Tuesday, 26 June 2012

Euro dips, EU summit seen giving little relief

The map of Europe is featured on the face of a one Euro coin seen in this photo illustration taken in Paris, January 31, 2012. REUTERS/Mal Langsdon
The map of Europe is featured on the face of a one Euro coin seen in this photo illustration taken in Paris, January 31, 2012.
Credit: Reuters/Mal Langsdon
TOKYO | Wed Jun 27, 2012 7:51am IST
(Reuters) - The euro inched lower on Wednesday and held near a two-week low hit the previous day, as hopes faded that a European summit would deliver concrete measures to ease the region's sovereign debt crisis.
A quick move toward the issuance of common euro-zone bonds looked increasingly unlikely after German Chancellor Angela Merkel was quoted saying Europe would not share total debt liability "as long as I live".
The summit is unlikely to alter the single currency's downtrend, said Daisuke Karakama, market economist for Mizuho Corporate Bank in Tokyo.
"I think the euro could see a break below $1.20 by year-end," Karakama said. "I'm focusing more on just how far it might go if it drops below $1.20," he added.
The euro eased 0.1 percent to $1.2485, inching back in the direction of Tuesday's trough of $1.24413 on trading platform EBS, which was the euro's lowest level since June 8.
The next major downside target is a two-year low of $1.2288 hit on June 1.
"Since short positions have piled up, the euro could rise sharply at some point, but I think you have to be careful not to be fooled by such a move," Mizuho Corporate Bank's Karakama said.
Against the yen, the euro dipped 0.2 percent to 99.12 yen, having hit a two-week low of 98.74 yen on Tuesday.

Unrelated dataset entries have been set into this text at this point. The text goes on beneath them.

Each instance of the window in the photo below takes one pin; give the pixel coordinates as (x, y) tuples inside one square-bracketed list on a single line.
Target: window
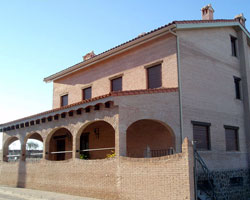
[(154, 76), (201, 135), (86, 93), (236, 181), (64, 100), (232, 143), (237, 83), (116, 84), (234, 46)]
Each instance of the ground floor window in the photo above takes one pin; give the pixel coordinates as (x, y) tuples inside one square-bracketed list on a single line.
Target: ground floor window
[(149, 138)]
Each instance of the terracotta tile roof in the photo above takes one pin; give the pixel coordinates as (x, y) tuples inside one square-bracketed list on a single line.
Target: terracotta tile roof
[(140, 36), (118, 93), (204, 21)]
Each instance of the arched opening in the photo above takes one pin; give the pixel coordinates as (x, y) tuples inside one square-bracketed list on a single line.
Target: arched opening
[(60, 145), (34, 147), (12, 150), (96, 141), (149, 138)]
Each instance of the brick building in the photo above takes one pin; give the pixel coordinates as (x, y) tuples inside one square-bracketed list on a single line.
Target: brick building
[(187, 79)]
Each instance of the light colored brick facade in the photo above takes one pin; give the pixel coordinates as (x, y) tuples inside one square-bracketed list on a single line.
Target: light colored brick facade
[(197, 75)]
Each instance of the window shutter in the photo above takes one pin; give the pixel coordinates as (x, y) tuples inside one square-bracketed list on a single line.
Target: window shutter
[(64, 100), (154, 76), (201, 136), (87, 93), (116, 84), (231, 139)]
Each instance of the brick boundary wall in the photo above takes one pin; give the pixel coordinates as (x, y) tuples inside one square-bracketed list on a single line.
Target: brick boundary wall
[(168, 177)]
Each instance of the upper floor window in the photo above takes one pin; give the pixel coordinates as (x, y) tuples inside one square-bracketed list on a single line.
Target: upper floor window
[(232, 141), (201, 135), (86, 93), (64, 100), (154, 77), (116, 84), (237, 84), (234, 46)]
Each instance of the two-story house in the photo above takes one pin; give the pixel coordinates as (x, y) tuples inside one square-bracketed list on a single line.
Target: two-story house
[(135, 104)]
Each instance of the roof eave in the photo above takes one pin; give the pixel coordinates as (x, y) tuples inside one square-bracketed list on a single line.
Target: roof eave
[(110, 53), (212, 25)]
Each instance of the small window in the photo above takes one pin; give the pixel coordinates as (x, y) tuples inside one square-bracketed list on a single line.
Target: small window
[(86, 93), (64, 100), (232, 141), (116, 84), (237, 83), (154, 76), (234, 46), (236, 181), (201, 135)]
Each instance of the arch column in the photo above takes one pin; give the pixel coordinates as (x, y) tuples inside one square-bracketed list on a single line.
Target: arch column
[(121, 141), (23, 148), (74, 145)]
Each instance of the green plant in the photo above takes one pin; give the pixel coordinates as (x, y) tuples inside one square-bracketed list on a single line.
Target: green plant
[(112, 155)]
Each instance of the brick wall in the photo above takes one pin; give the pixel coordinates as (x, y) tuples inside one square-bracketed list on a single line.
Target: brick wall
[(168, 177), (208, 92), (129, 64)]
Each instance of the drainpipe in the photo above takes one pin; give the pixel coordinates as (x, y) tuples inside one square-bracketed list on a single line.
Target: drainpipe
[(179, 86)]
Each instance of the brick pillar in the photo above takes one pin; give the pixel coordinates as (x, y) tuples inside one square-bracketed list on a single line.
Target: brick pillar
[(188, 150), (1, 155), (121, 141), (245, 76)]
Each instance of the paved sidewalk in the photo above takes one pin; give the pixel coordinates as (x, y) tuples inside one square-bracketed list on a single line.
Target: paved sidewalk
[(10, 193)]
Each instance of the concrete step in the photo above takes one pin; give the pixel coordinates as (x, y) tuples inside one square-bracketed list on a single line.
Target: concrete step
[(11, 193)]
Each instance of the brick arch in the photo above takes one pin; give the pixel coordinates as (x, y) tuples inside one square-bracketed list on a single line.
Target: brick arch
[(58, 133), (6, 145), (149, 138), (35, 136), (101, 135)]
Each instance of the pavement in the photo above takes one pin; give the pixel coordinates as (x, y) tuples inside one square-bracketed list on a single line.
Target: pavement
[(11, 193)]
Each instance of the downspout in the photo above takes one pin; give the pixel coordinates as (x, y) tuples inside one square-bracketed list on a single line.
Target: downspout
[(179, 87)]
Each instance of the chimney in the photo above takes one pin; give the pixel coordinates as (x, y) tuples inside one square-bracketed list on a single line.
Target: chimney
[(89, 55), (207, 12), (241, 18)]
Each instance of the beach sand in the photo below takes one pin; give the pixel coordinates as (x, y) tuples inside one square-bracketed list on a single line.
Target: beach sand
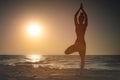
[(21, 72)]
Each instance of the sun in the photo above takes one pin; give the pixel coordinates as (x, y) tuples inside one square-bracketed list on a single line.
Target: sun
[(34, 30), (34, 58)]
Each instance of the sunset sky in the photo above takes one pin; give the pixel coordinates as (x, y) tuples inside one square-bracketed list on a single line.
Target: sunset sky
[(56, 20)]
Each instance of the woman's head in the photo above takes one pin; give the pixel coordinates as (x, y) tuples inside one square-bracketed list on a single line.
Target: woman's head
[(81, 18)]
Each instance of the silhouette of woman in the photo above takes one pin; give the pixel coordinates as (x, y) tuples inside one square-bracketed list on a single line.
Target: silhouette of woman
[(80, 29)]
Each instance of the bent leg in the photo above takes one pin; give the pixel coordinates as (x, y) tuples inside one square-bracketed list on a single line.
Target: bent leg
[(70, 49)]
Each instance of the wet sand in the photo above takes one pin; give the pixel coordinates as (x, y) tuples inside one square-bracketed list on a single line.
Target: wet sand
[(21, 72)]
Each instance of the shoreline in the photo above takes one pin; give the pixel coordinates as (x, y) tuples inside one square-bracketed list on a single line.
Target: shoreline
[(21, 72)]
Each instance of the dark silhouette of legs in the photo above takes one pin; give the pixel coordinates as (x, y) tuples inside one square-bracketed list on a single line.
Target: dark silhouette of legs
[(82, 57), (70, 49)]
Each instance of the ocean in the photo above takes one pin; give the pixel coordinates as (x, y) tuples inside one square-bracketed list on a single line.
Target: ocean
[(108, 62)]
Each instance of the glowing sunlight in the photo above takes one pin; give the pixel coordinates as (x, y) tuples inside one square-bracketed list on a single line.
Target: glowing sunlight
[(34, 58), (34, 30)]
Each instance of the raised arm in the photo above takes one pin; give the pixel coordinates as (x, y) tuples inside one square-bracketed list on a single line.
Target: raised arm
[(86, 18), (75, 17)]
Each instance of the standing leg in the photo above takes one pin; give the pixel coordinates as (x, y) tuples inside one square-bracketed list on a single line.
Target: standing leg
[(82, 57), (70, 49)]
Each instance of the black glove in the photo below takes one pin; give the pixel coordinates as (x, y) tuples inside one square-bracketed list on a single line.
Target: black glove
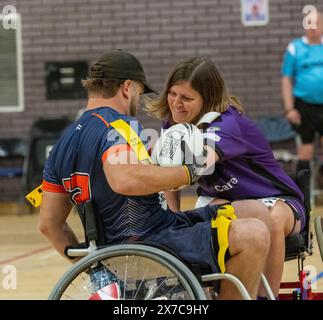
[(194, 164)]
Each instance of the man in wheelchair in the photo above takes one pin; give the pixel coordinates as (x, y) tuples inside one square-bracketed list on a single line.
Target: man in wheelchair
[(96, 161)]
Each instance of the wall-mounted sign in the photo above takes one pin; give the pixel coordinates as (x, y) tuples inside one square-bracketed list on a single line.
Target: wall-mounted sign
[(254, 12), (63, 80)]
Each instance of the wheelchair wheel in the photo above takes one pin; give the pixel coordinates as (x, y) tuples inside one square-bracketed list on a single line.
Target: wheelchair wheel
[(138, 272), (318, 223)]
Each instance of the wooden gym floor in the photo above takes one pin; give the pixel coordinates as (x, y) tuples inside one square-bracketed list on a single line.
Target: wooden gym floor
[(38, 267)]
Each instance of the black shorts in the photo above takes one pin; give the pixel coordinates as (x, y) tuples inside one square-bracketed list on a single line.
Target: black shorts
[(312, 120), (192, 238)]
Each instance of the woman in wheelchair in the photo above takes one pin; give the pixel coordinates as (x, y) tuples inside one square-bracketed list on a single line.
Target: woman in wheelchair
[(81, 168), (245, 171)]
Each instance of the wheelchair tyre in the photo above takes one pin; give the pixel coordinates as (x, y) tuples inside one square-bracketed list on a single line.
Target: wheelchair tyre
[(318, 224), (143, 273)]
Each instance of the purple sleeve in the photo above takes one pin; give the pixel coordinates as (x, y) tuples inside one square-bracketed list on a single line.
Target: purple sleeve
[(225, 138)]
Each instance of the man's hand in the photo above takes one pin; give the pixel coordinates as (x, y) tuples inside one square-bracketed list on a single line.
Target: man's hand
[(195, 164), (293, 116)]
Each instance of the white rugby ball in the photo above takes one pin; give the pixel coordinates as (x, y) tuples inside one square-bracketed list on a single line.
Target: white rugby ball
[(167, 150)]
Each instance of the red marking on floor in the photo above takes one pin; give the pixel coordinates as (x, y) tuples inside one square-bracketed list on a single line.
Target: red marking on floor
[(25, 255)]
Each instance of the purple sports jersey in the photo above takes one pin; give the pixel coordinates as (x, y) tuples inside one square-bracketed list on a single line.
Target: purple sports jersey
[(247, 168), (75, 165)]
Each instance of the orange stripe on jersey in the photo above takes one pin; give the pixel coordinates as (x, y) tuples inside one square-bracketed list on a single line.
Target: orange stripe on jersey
[(101, 118), (114, 150), (52, 187)]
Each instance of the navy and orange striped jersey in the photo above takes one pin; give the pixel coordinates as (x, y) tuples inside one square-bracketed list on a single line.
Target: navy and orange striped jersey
[(75, 165)]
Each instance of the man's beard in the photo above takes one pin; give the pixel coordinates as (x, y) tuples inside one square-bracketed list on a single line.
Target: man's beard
[(134, 103)]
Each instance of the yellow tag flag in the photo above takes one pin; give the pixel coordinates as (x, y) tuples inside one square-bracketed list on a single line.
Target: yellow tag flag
[(35, 196)]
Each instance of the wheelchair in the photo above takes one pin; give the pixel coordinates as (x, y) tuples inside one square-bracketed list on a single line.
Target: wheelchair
[(300, 246), (134, 271), (143, 270)]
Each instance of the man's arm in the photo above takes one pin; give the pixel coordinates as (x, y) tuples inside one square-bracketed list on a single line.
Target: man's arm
[(54, 211), (173, 199), (143, 179)]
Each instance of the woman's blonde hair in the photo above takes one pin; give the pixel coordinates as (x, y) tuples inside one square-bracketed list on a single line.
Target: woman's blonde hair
[(204, 77)]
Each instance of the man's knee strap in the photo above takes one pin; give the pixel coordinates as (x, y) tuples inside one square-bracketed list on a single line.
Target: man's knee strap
[(220, 239)]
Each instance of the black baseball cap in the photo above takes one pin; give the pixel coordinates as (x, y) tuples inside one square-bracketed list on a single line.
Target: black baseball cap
[(122, 65)]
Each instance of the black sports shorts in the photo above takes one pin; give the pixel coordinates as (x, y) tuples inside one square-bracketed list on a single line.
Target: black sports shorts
[(312, 120)]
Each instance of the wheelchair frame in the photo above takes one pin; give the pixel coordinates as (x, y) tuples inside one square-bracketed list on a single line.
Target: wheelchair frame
[(192, 281), (298, 246)]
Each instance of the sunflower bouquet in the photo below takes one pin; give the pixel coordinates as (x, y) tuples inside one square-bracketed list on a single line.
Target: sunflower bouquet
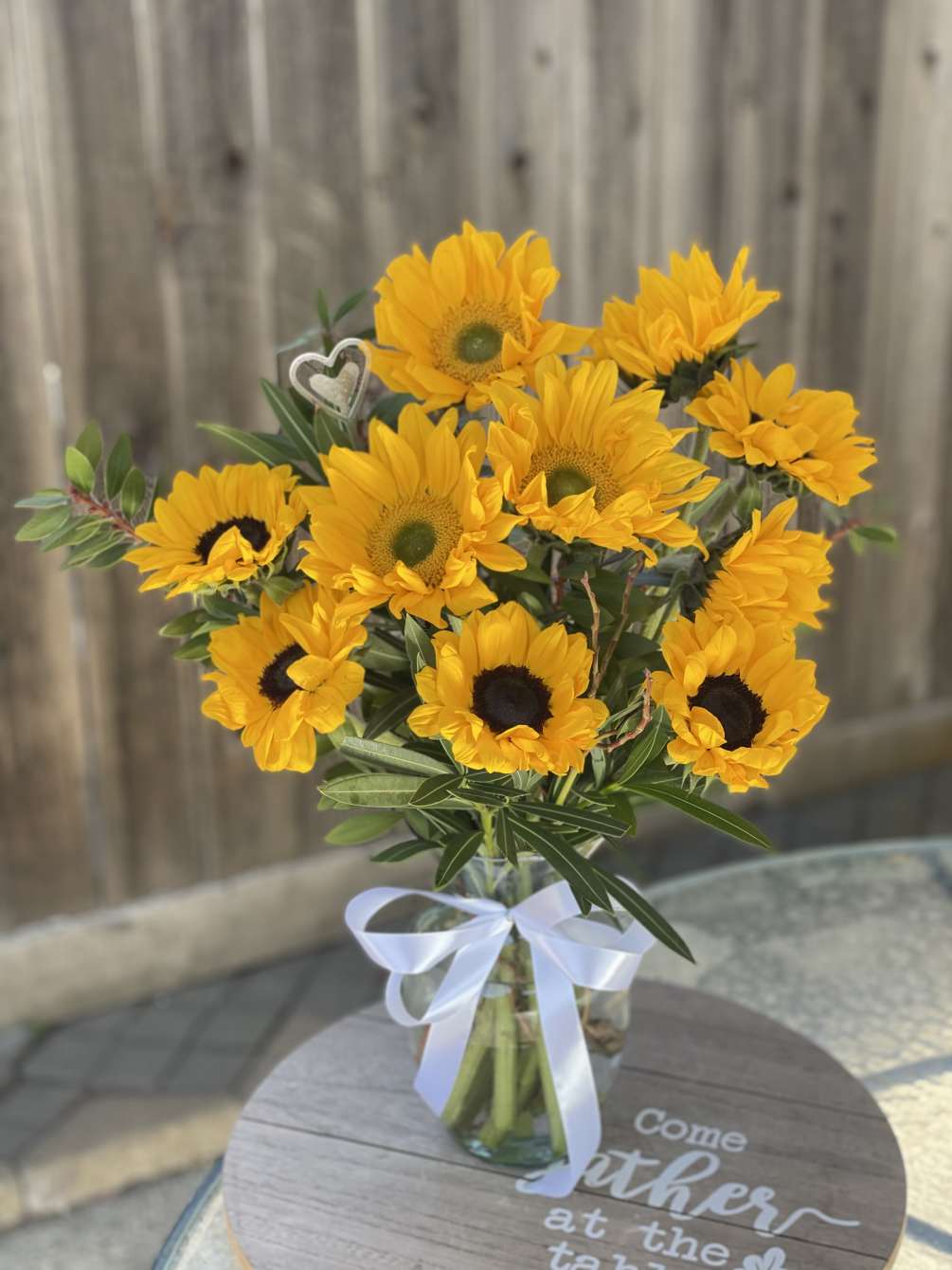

In addition to Merkel's comments, the euro had come under pressure the previous day after Spanish bond yields rose as demand at a bill sale fell despite the significantly higher returns on offer to investors.
The dollar dipped 0.2 percent to 79.39 yen, well below a two-month high of 80.63 yen hit earlier this week.
The yen held its ground although some market players say political uncertainty may weigh on the Japanese currency.
Gareth Berry, associate director of G10 FX strategy for UBS in Singapore, said investors outside of Japan so far seemed unsure about how Japanese politics might affect the yen.
"I guess international investors have been burned so many times by trying to trade dollar/yen around Japanese political events," Berry said.
"They are happy to watch the story unfold but unwilling to take positions, in FX at least," he added.
Japanese Prime Minister Yoshihiko Noda faces the risk of a split in his party that could trigger a snap election after his signature tax-increase plan cleared parliament's lower house on Tuesday despite its rejection by a group of ruling party rebels.